No dish I was served was cooked ahead of time. Each plate is called out as you hand in your receipt, and then it is given the chef's undivided attention. Really the most challenging part of the process is deciding which angle to use for the best photo, and the inevitable sadness that comes from consuming something so visually pleasing.
Even kids can get into the artistic spirit, painting their cookies with colored frosting. Photo by Roan Poulter
The flavors are amazing, but I'm sure you can see that in the photos. If I were to lodge a complaint, it would be that the ingredients lack the imagination one would expect from a passionate chef in an amuse bouche. I think true foodies will be disappointed in the risk-free options, but even the hardest of culinary hearts will be warmed by the care and attention their treat is given.
Our selections and thoughts
Braised Short Rib with Parsnip Purée, Broccolini, Baby Tomatoes and Aged Balsamic – This amazing combination of perfectly prepared vegetables surrounding the fork-tender meat exploded with all the best savory flavors a piece of beef can deliver.
Each serving is a masterpiece of plating, including the short rib. Photo by Roan Poulter
Seared Red Snapper with Braised Ratatouille and Lemon-Thyme Beurre Blanc – The fish was well prepared, possibly just overcooked but perfectly balanced with the braised ratatouille so as not to overpower the fish and allow the natural flavors of the sea to permeate.

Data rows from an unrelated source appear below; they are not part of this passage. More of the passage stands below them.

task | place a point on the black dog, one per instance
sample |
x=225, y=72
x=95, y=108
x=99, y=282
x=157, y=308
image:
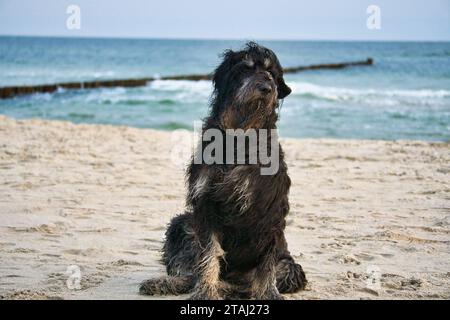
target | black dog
x=230, y=243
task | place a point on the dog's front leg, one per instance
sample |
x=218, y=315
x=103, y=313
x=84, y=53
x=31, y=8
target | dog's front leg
x=208, y=271
x=264, y=283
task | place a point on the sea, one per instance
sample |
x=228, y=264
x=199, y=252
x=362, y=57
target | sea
x=404, y=95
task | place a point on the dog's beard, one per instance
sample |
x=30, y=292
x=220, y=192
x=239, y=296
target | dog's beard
x=250, y=110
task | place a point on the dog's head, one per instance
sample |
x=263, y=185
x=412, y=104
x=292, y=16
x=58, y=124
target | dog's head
x=247, y=86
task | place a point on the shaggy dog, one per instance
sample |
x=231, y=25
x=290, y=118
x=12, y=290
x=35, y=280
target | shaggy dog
x=230, y=243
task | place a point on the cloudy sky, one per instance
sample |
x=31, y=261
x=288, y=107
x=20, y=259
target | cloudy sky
x=230, y=19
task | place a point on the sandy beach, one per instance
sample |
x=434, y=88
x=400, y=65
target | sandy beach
x=368, y=220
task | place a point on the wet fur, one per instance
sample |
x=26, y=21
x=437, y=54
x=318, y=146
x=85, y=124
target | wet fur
x=230, y=243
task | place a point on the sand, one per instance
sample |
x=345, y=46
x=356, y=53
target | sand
x=368, y=220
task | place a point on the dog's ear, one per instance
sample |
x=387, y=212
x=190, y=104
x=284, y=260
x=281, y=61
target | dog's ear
x=220, y=74
x=283, y=89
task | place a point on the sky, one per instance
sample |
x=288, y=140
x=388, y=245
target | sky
x=230, y=19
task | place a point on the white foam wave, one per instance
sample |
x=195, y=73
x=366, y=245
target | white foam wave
x=347, y=94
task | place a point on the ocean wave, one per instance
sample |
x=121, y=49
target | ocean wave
x=201, y=87
x=313, y=91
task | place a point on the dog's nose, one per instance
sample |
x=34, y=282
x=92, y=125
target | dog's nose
x=265, y=88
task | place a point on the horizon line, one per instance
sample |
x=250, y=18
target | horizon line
x=218, y=39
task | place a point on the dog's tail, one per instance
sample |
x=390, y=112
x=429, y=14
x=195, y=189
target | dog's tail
x=167, y=285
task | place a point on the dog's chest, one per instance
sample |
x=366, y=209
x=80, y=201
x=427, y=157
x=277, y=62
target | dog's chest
x=244, y=192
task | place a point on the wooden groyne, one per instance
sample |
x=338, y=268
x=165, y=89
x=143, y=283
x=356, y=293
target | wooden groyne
x=12, y=91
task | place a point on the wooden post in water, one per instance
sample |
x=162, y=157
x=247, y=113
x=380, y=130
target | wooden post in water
x=12, y=91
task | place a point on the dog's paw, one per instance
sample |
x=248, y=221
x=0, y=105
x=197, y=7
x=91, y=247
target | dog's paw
x=150, y=287
x=290, y=277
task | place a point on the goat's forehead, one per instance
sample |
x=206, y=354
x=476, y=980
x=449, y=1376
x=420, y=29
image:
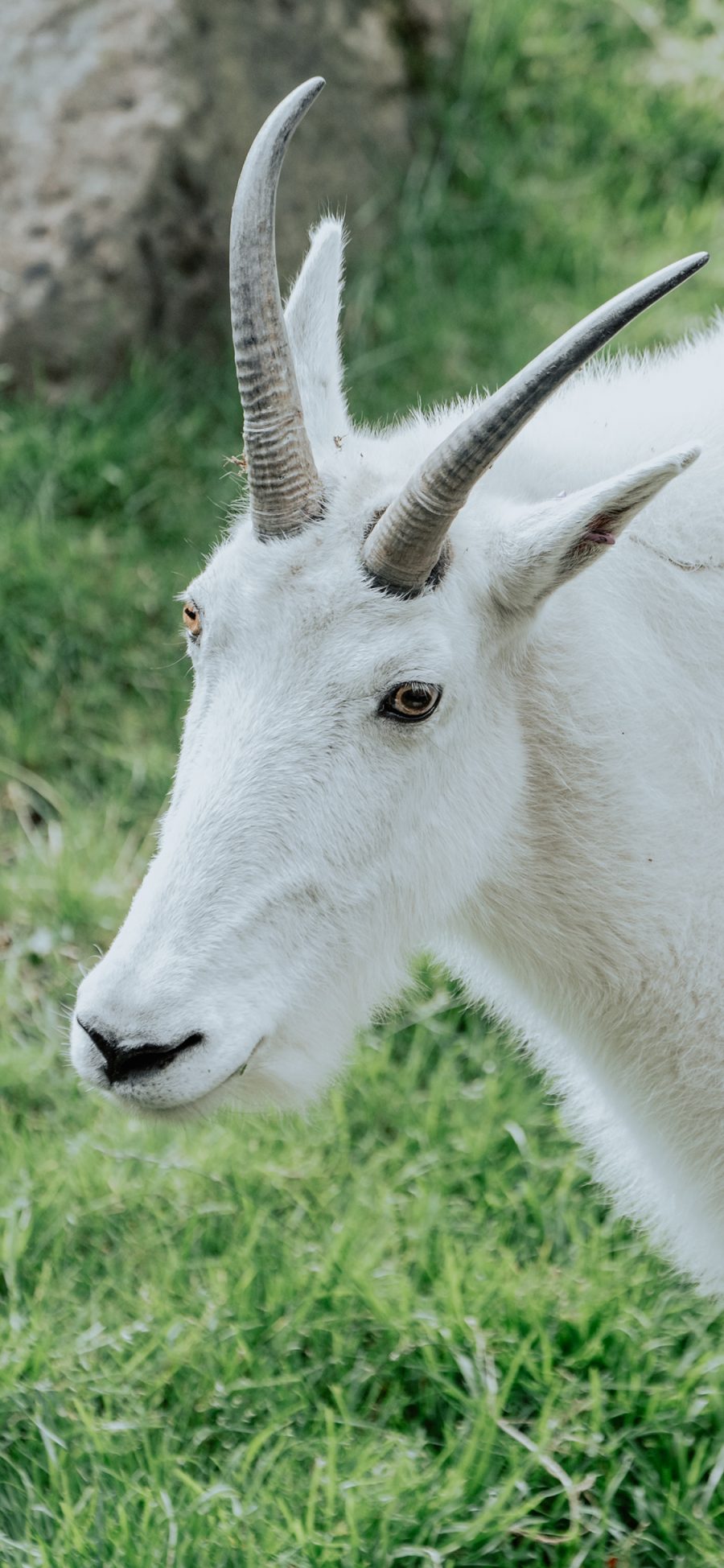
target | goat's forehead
x=311, y=591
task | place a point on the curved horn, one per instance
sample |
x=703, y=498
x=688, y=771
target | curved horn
x=405, y=545
x=284, y=485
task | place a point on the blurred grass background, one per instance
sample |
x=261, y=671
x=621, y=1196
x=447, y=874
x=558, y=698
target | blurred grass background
x=408, y=1328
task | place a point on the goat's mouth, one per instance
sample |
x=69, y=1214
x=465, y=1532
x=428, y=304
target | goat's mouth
x=148, y=1090
x=160, y=1080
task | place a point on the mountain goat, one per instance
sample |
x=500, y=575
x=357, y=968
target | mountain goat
x=434, y=709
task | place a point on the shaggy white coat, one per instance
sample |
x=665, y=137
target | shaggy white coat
x=555, y=831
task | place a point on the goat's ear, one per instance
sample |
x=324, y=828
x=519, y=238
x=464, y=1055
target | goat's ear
x=312, y=323
x=540, y=553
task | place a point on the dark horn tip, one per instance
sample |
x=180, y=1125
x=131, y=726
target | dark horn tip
x=696, y=261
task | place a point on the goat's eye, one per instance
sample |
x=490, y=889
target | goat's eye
x=191, y=619
x=411, y=702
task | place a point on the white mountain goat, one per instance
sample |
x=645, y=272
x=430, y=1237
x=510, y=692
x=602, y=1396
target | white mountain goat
x=439, y=712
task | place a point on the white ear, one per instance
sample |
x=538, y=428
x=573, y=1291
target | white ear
x=563, y=535
x=312, y=325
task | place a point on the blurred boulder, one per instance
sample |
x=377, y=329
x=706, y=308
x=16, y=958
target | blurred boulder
x=122, y=127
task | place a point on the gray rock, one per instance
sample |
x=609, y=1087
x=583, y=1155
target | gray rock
x=122, y=129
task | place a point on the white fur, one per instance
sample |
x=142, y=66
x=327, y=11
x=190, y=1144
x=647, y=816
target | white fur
x=555, y=831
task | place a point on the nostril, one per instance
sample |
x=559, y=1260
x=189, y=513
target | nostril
x=124, y=1064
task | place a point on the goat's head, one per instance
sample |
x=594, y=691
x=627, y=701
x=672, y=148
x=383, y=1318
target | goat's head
x=350, y=644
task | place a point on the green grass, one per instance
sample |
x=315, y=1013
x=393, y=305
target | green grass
x=408, y=1328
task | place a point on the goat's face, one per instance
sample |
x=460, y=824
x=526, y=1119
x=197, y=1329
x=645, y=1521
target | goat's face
x=317, y=829
x=350, y=766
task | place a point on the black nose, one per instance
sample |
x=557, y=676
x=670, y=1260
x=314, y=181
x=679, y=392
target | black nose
x=122, y=1062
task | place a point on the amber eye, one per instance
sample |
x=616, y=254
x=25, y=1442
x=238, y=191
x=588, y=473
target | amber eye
x=191, y=618
x=411, y=702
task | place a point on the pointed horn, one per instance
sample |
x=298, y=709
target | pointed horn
x=284, y=485
x=405, y=546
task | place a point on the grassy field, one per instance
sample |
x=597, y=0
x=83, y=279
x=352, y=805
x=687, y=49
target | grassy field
x=408, y=1328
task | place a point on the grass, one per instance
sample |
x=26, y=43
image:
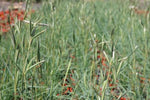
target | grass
x=97, y=50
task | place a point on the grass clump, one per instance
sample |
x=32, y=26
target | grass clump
x=87, y=50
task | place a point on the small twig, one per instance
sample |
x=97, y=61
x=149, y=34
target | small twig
x=40, y=24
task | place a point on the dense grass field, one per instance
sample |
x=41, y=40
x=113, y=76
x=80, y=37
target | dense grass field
x=95, y=50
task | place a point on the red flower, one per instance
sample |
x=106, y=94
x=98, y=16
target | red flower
x=4, y=30
x=98, y=57
x=122, y=98
x=1, y=13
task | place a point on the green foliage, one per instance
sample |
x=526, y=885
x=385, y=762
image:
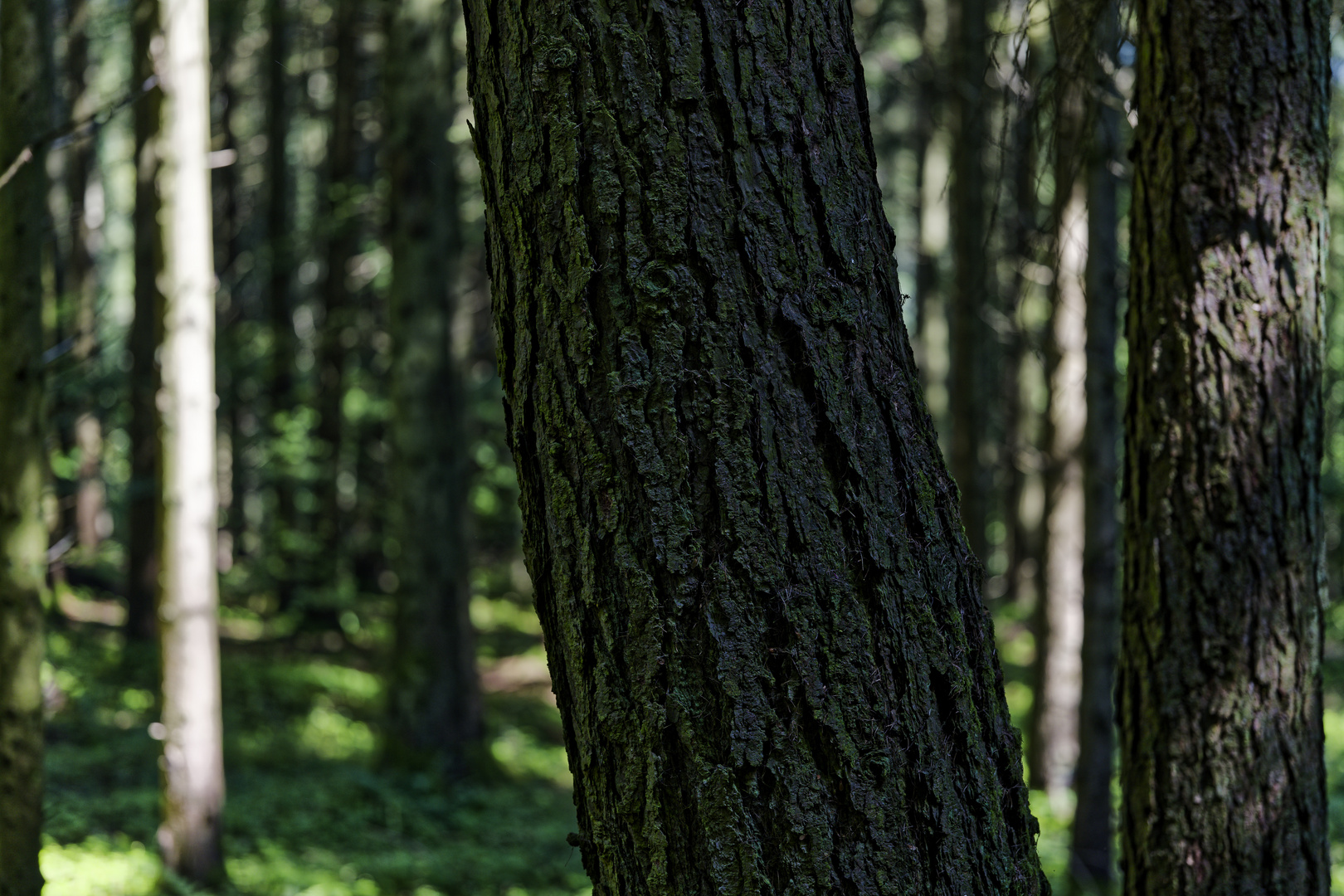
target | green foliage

The snapper could have benefited from slightly less cook time. Photo by Roan Poutler
Choriqueso Taco served with Chihuahua Cheese, Red and Green Peppers over a Corn Tortilla and garnished with Poblano Peppers and Micro Cilantro – Try not to focus on the fact that you just purchased a single nacho for $7.00. This dish is as fresh, bright, and colorful as food comes. The symphony of flavors lead by a strong helping of queso and fragrant cilantro finished with a deep pepper flavor that makes you wish you had a whole plate of these little gems.
The only thing the choriqueso taco needed was more of them. Photo by Roan Poulter
Roasted Pork Roulade with Marble Potatoes, Baby Carrots and Red Wine Sauce featuring Melissa's Produce – A larger helping of food than most, this is a delicious dish left wanting for additional inspiration. With the attention this received, I expected more flavor.
Beautifully presented pork lacked the pizazz of other selections. Photo by Roan Poulter
Pan-Seared Scallop with Chorizo, Roasted Red Pepper Coulis, and a Parmesan Crisp – I watched no less than five people leave the line when they discovered there would only be one scallop per serving. However, this dish is worth the money. You're not going to get filled up with it, but the taste profile on this is unique. The parmesan crisp gives an earthy snap to what might have been a soggy mess otherwise. The chorizo is subtle and doesn't overpower the scallop. The whole piece must be consumed together to achieve the full effect.
The scallop is a truly magnificent bite. Photo by Roan Poulter
Triple Chocolate Mousse, Chocolate Crunch, Dark Chocolate Sauce, and Gold Leaf from our Master Pastry Chef – This chocolate mousse is great, and I could probably replicate this at home. Here is where the Chefs at yet another festival have let us down. I had hoped for a better class of dessert worthy to follow such an inspired offering of savory treats. Comment below if you found something I missed.
A delicious, but uninspired chocolate mousse. Photo by Roan Poulter
Dad (42): 4.7 of 5 – Try not to calculate how much you spend on food. Focus instead on the amazing offerings you are indulging in at a Theme Park.
- Food Quality: 5 of 5
- Value for money spent: 3.5 of 5
- Ambiance: 4.5 of 5
Mom (41): 4.5 of 5 – The food was beyond amazing. The lines were very slow moving.
Daughter (18): 4.5 of 5 – Can we just go to a restaurant; this is taking forever.